И, как тонкий эстет, открывая бутылку вина, не спешит плеснуть его в стакан, впитывая запах, так и ветеран многих войн встречает бой спокойно, никуда не спеша, но впитывая каждую деталь, наслаждаясь последними тихими минутами и в то же время гоня их прочь…
Минут этих оставалось очень мало, Сталин знал это.
Он стоял на верхней бронированной палубе «Пони темного» и смотрел в ту сторону, где за кормой брониносца в изрядном пока отдалении бесшумно плыли, окутавшись густыми облаками, две хищные вытянутые тени. В этих тенях, пока еще не обретших объема, виделось что-то грозное. Как в силуэтах пары акул, что заходят на выбранную цель. А в том, что «Пони темный» — их цель, сомневаться уже не приходилось.
— Есть данные визуального наблюдения, — доложил бомбардир Олкфед, отпуская трубку палубного переговорного устройства, — Противник идентифицирован как легкие ударные крейсера «Принцесса Каденс» и «Дух Эппалузы».
— Что за корабли?
— Серьезный противник, — осторожно сказал старшина Урт, так как Олкфед вновь приник к биноклю, — «Принцесса Каденс» введена в строй всего три года назад, «Дух Эппалузы» — восемь, но недавно прошел модернизацию. Оба очень быстры и идут на полных парах. Нам с ними не тягаться.
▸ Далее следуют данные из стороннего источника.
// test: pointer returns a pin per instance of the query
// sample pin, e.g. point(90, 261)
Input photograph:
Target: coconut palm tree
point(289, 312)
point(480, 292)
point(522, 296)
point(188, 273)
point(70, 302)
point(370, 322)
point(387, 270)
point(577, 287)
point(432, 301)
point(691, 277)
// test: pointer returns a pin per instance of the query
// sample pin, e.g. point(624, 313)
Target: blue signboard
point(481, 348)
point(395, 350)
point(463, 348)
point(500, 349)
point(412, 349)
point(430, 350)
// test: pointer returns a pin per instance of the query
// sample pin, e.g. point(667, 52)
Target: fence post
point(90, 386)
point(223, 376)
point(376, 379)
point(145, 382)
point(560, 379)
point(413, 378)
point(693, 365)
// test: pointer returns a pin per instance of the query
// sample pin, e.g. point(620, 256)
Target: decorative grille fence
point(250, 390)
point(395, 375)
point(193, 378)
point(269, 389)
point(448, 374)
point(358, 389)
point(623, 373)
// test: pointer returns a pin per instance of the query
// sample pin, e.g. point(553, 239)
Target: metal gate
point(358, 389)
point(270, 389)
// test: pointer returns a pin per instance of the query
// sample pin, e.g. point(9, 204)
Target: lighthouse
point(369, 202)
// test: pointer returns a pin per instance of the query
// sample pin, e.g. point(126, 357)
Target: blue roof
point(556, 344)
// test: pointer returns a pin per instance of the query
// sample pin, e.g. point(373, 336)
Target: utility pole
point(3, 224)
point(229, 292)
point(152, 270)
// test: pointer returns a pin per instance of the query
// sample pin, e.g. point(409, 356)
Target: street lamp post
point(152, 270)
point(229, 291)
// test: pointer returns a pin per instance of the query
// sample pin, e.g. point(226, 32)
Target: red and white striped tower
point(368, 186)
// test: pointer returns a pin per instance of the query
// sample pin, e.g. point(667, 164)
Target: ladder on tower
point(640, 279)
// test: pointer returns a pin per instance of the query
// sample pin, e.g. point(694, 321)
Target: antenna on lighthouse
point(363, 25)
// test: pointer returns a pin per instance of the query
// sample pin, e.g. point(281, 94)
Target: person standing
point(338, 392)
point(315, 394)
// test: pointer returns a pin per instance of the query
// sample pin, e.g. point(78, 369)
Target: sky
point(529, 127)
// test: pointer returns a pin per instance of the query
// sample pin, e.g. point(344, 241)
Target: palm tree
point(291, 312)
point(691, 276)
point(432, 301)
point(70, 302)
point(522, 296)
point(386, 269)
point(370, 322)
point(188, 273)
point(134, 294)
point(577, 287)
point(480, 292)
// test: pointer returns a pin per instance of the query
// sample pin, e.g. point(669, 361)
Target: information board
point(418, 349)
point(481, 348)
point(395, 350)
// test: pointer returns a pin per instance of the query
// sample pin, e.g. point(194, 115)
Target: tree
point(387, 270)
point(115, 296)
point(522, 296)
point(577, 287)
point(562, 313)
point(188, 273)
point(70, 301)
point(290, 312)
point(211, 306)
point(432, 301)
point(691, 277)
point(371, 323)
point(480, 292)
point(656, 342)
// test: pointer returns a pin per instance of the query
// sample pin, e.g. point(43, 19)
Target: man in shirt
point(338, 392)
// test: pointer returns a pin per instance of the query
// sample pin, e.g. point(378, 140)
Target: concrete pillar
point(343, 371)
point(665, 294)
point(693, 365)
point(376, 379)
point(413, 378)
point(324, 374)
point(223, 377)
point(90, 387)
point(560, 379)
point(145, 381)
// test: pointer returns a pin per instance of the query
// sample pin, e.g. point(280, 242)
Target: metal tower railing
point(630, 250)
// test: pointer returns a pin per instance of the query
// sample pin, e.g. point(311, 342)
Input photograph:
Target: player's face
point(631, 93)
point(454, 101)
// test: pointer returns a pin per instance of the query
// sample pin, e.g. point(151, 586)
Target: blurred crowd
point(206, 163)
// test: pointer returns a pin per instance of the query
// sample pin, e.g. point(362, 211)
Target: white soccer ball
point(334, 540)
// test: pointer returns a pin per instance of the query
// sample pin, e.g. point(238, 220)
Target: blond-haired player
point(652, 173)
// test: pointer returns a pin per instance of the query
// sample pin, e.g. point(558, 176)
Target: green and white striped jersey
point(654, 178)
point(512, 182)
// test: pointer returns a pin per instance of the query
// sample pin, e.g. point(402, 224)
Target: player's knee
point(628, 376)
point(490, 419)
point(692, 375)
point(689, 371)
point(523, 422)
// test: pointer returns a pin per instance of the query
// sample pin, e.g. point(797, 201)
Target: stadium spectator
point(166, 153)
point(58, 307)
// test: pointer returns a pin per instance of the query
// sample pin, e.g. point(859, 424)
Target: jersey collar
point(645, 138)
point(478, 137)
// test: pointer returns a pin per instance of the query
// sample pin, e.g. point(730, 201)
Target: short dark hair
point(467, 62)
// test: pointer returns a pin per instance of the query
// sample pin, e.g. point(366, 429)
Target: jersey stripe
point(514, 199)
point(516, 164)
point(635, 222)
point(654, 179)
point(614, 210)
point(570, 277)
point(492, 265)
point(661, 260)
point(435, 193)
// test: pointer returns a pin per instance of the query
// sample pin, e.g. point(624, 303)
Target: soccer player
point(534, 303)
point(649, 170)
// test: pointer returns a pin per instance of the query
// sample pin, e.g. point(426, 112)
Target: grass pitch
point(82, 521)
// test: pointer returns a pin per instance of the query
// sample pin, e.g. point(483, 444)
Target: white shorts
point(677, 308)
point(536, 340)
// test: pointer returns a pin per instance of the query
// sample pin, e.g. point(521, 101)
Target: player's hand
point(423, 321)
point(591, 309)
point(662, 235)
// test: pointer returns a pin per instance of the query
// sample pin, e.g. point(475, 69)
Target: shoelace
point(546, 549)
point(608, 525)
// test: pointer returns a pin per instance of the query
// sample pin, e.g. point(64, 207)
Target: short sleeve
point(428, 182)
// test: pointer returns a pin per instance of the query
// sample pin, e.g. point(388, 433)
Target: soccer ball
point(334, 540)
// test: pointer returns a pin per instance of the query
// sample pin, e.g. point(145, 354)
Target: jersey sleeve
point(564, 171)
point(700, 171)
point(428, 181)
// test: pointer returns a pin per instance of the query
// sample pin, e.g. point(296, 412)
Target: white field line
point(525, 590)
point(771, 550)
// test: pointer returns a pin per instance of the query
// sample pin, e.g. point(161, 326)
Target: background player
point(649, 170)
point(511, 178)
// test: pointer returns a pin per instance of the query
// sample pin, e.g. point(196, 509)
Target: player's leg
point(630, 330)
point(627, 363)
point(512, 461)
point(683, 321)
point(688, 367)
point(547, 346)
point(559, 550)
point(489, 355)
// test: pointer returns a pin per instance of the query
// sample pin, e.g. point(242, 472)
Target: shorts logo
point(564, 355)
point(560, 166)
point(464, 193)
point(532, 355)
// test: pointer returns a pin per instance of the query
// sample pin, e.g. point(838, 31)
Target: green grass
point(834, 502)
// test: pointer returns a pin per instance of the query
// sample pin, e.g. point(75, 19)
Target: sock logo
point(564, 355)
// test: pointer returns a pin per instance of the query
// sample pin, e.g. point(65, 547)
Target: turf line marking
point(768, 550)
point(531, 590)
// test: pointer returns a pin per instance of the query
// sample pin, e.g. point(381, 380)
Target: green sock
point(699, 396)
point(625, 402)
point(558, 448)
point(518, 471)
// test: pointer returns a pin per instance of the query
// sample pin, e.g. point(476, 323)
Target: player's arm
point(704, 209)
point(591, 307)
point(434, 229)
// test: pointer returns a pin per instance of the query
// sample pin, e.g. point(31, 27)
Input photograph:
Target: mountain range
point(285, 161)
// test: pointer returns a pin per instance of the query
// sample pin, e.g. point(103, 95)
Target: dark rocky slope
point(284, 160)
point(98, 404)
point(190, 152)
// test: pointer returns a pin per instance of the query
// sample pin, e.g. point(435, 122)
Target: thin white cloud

— А что на счет вооружения?
— По вооружению «Пони темный» формально имеет фору. Практически же разница нивелирована подчистую. У нас нет главного калибра и половины крупокалиберных орудий. Они наверняка это учли. Идут на двадцати узлах с превышением в пятьсот метров. И, если хотите знать мое мнение, на благородный бой орлов в небесах это похоже не будет. Скорее, на двух злых и быстрых щенков против старого больного кота.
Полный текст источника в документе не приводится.